今回はテープデッキを良好に維持するために非常に大切なヘッドとピンチローラーのクリーニングのお話です。
以前にも記事にしましたが、クリーナーには「乾式」と「湿式」の2種類があります。「乾式」というのは、クリーニングテープと呼ばれるもので、テープが特殊な材質でできていて、通常に再生するだけでヘッドが綺麗になるものです。これはカセットデッキ、DATの両方に用意されています。
次に「湿式」ですが、DATには存在しません。高速でヘッドが回転するDATでは、湿式とした場合、過大な摩擦力がヘッドチップに加わり、繊細なヘッドチップが損傷するおそれがあるためだと思います。

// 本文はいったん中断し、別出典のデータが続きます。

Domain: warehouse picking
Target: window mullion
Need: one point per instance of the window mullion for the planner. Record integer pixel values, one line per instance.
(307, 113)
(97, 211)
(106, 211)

一方カセットデッキでは、確実に汚れをふき取ることのできる「湿式」が主流です。これもカセットハーフの形をしていてクリーニング液を所定の場所に注入するといったものがありましたが、やはり「綿棒」と「クリーナー液」を使用するのがベストでしょう。
昔からのオーディオマニアの方ならご存知でしょうが、専用のクリーナーは「ヘッド用」と「ピンチローラー用」に区別されていて、使い分けをしなければなりません。現在販売されているオーディオテクニカ社のクリーナーもボトルが2色に色分けられています。
これはなぜかというと、ヘッド用のクリーナーは基本的にアルコール類に区分されますが、アルコールというのはわずかながらゴムを侵すといわれています。一度や二度なら問題はないのでしょうが、繰り返し使用するとゴムが変質してしまうようです。
ピンチローラーは現在大変貴重品となっています。これまでひび割れ、あるいはカチカチに硬化したものを数多く見てきました。それでもまだジャンク機のものを流用して修理を行うことができますが、今後も永く使い続けるためには、やはりそこまで至らないよう日常のメンテナンスが肝心ではないでしょうか。
私のブログで度々紹介(宣伝?)しているプロのスタジオ御用達のクリーナー「アメリカンレコーダーテクノロジーズS-721H」は、ノンアルコールタイプでありながら、ヘッドとピンチローラーの両方に使用でき、また、一番の優れた点は、劣化して表面がツルツルになったピンチローラーもひと拭きでしっとりとなることです。
効果はテキメンですのでテープデッキを愛用されている方は是非ご使用ください。